Bitcoin’s price has been on a downtrend over the past few days. Right from underwhelming macroeconomic updates—like the Fed warning about more hikes—and investors’ appetite shrinking, a host of factors have contributed to BTC’s sluggish behavior.
On the daily chart, Bitcoin has been trading within a narrow descending channel since the end of May. From its local peak of $28.4k, the asset is already down by more than 12%.
Bitcoin investors stay calm
Even amidst the unappealing price movements, it should be noted that Bitcoin whales have not essentially been slashing down their coin holdings. In fact, according to data from Glassnode, the supply held by market participants possessing 100-1k BTC has increased their holdings.
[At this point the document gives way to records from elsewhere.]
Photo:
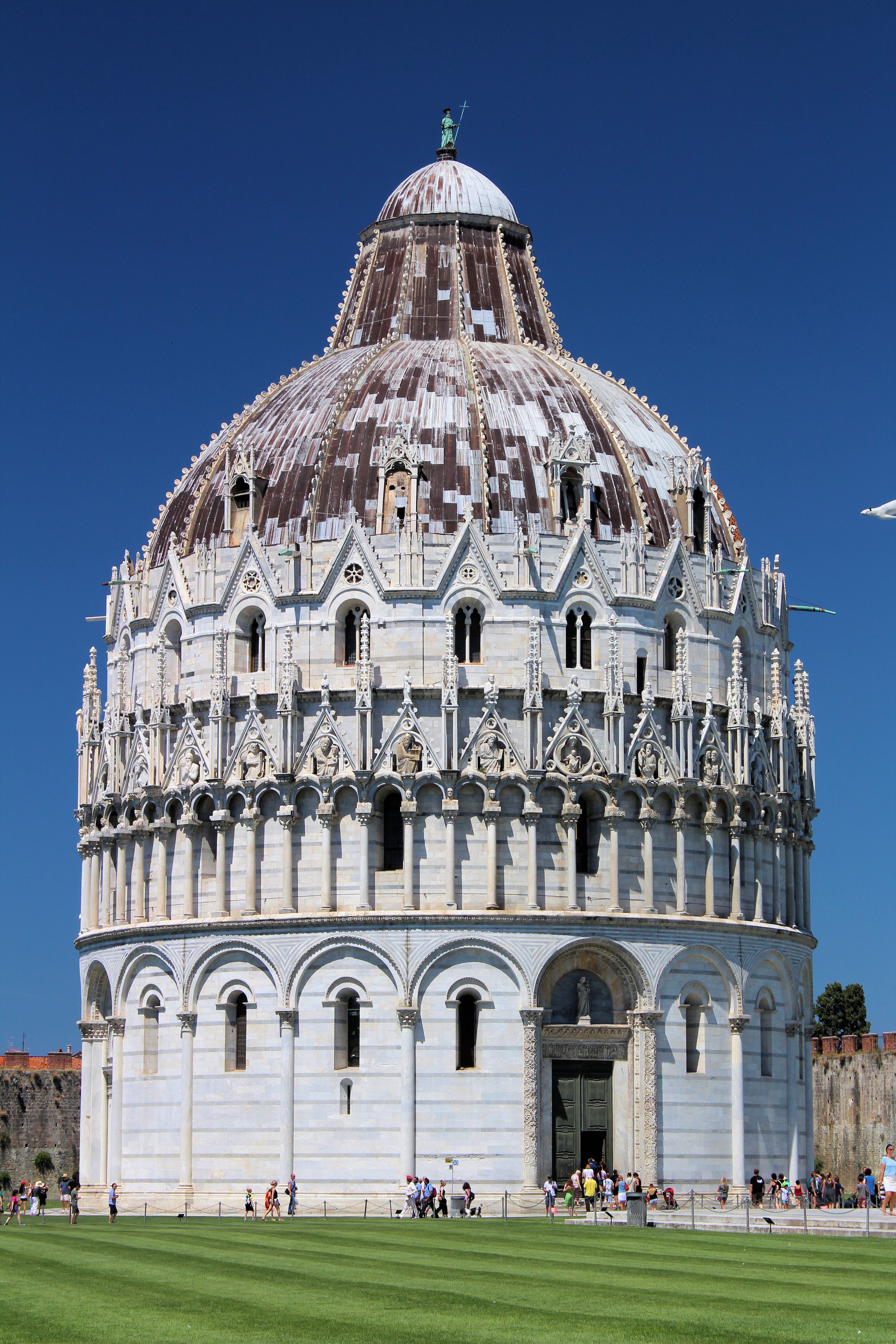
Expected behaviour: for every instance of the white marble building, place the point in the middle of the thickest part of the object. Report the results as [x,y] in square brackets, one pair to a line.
[453,792]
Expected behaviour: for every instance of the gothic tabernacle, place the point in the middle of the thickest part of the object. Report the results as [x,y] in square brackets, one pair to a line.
[453,791]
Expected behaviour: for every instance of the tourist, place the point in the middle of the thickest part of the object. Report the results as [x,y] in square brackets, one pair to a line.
[887,1181]
[272,1202]
[590,1190]
[15,1209]
[410,1198]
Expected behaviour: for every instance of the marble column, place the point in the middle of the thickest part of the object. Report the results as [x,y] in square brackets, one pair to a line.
[117,1026]
[613,822]
[789,871]
[645,1025]
[188,831]
[409,812]
[326,820]
[531,815]
[96,863]
[570,816]
[680,822]
[647,824]
[139,878]
[287,818]
[287,1090]
[187,1033]
[408,1154]
[451,808]
[793,1105]
[738,1022]
[250,819]
[163,830]
[363,814]
[84,850]
[710,888]
[491,814]
[735,835]
[222,823]
[531,1087]
[760,876]
[799,884]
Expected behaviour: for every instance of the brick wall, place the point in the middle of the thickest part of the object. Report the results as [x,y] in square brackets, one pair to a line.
[855,1100]
[39,1111]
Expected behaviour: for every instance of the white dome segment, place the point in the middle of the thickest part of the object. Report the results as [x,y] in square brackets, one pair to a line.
[448,187]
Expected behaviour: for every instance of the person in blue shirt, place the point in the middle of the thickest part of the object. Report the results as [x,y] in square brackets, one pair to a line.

As illustrated below, they currently hold more than 3.9 million coins.
In fact, it is also interesting to note that long-term holders are also “remarkably calm” at the moment. They have hardly dumped any coins by sending them to exchanges. Elaborating on the same, Glassnode’s latest weekly newsletter pointed out,
“Their exchange inflow volume this week was just 0.004% of their total holdings, with 66% of all trading days seeing larger relative inflows.”
Nevertheless, out of the coins that were sent to exchanges, only very few of them have realized gains or losses. The realized profit currently stands at around $5 million per day. Contrarily, the realized loss is currently hovering around $7.4 million per day.
The significantly low locked-in profit/loss, the almost non-existent reaction by long-term holders, and the rise in the supply of whales suggested that the majority of investors were hardly surprised by the latest set of events that unfolded. Thus, with the market not essentially characterized by panic at the moment, BTC can be expected to gradually put a cap on its losses.